Patient awareness: the key to safer cosmetic surgery Anesthesia

Aside from post-mastectomy reconstruction, no cosmetic surgery has a medical reason or indication. Fatalities of cosmetic surgery patients are rare. it is the nature of cosmetic surgery that creates a media frenzy when deaths occur. It stands to reason that if you don’t have to have surgery, dying doing it would be highly unacceptable and would attract a great deal of media attention.

General anesthesia (GA) is almost certainly the most common form of anesthesia given for cosmetic surgery. It’s convenient but fraught with avoidable risks. There are no avoidable risks for a surgery that does not have a medical indication, as is the case with cosmetic surgery. Those avoidable risks include malignant hyperthermia (ie, recent death of a Florida teenager), oxygen deprivation mishaps leading to brain damage or death, blood clots in the lungs, vomiting, edema of the lungs. These risks occur because of the significant degree of carryover that depresses the patient’s ability to protect themselves.

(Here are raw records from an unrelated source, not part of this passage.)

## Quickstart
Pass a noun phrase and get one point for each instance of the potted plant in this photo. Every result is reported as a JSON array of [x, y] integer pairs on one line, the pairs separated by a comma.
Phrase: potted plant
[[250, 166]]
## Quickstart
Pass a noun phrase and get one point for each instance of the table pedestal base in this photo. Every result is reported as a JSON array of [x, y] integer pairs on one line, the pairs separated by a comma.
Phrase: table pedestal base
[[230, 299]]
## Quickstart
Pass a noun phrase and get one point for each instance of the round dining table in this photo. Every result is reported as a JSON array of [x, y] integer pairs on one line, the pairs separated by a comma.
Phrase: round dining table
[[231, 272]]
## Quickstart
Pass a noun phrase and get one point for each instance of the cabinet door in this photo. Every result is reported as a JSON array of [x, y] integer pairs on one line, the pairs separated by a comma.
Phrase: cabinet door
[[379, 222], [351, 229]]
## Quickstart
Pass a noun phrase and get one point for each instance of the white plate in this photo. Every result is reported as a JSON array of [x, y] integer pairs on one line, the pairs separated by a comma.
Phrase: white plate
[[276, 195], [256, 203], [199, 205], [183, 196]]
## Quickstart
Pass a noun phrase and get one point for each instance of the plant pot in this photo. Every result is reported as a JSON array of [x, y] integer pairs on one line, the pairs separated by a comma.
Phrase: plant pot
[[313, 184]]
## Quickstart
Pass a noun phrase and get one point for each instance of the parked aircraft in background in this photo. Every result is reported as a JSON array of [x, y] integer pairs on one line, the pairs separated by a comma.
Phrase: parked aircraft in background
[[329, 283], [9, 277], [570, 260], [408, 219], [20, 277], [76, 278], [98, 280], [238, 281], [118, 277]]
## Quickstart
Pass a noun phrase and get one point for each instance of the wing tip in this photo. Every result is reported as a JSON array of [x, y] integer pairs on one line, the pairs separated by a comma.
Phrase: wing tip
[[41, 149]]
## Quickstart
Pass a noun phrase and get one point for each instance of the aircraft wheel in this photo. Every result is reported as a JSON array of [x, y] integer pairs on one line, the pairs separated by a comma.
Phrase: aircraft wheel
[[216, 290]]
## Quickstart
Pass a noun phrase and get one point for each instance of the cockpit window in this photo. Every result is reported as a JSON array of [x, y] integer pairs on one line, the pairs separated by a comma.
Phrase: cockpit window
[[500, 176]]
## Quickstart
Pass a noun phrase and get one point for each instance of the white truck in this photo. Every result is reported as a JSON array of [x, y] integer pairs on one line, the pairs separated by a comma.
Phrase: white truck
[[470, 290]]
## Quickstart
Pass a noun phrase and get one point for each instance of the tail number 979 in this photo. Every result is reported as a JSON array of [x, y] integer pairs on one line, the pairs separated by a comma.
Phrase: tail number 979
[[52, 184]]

Fortunately, an alternative anesthetic technique exists that creates minimal carryover and thus maximizes patient safety and eliminates the risks associated with GA. In 1997, Dr. Friedberg developed the BIS-monitored propofol ketamine technique, now registered as minimally invasive anesthesia (MIA)®

The BIS monitor generates a number from 0 to 100 generated by information collected by a sensor on the patient’s forehead. The lower the number, the more asleep the patient is.

Most patients do not want to hear, feel, or remember their surgery, a state associated with GA (BIS 45-60). MIA provides the same experience as GA at BIS 60-75 with 20-30% less medication (ie propofol). Anesthesia ‘Goldilocks’
it is made possible by not letting the BIS go below 60 (‘too much’) and not letting it rise above 75 (‘too little’). BIS between 60-75 is “perfect” along with adequate local analgesia.

A good number of anesthesiologists have embraced the concept of brain monitoring as useful in aiding the administration of anesthesia. However, many anesthesiologists have been reluctant to adopt the technology approved by the FDA in 1996.

Since the brain is what is being medicated, it stands to reason that using a device like the BIS that measures the brain’s response would be a much more accurate way of giving patients their anesthetic medications. Rarely has a member of the lay public missed this obvious point. Getting patients to request this type of follow-up can be a positive force for change.

Gradual administration of propofol while following the BIS to 75 often allows patients to continue breathing on their own without the need for additional oxygen to be safe. Under these conditions, mishaps due to lack of oxygen have never occurred with MIA.

Once the BIS reaches 75, ketamine can be administered. Propofol with a BIS of less than 75 prevents all historically reported negative side effects and spares the patient the pain of local anesthetic injection that is common to all cosmetic procedures. The numerical value of the patient’s brain response to propofol makes the administration of ketamine a predictable, reproducible and very safe experience.

Propofol is a powerful anti-nausea medication, so MIA patients have the lowest incidence of vomiting (0.5%), even without additional anti-nausea medications such as Zofran®. Neither propofol nor ketamine are triggering drugs for malignant hyperthermia that eliminate this risk.

The Doctors’ Company (TDC) is a medical malpractice insurer with a large number of plastic surgeons as insureds. The Fall 2005 TDC Bulletin on Deep Vein Thrombosis (blood clots) and Pulmonary Embolism (blood clots in the lungs) stated:

“…immobility associated with general anesthesia is a risk factor for thromboembolism. Newer techniques for intravenous sedation involving the use of propofol drops, often in combination with other drugs, have made it possible to perform lengthy surgeries or extensive without general anesthesia and without the loss of the patient’s airway protective reflexes. reference #11

11. Friedberg BL: Propofol-ketamine technique: dissociative anesthesia for office surgery. Journal of Aesthetic Plastic Surgery 1999, 23; 70.

Some anesthesiologists are as reluctant to give patients ketamine as they are to use brain activity monitors like BIS. Patients will likely need to apply for MIA in order to receive it.

Any anesthesia provider has more skill than is necessary to provide MIA. Giving MIA is more a question of being asked than of any technical difficulty in doing so.

Create a force for change! If you knew there was a safer (simpler and better) anesthetic for cosmetic surgery, wouldn’t you want to order it?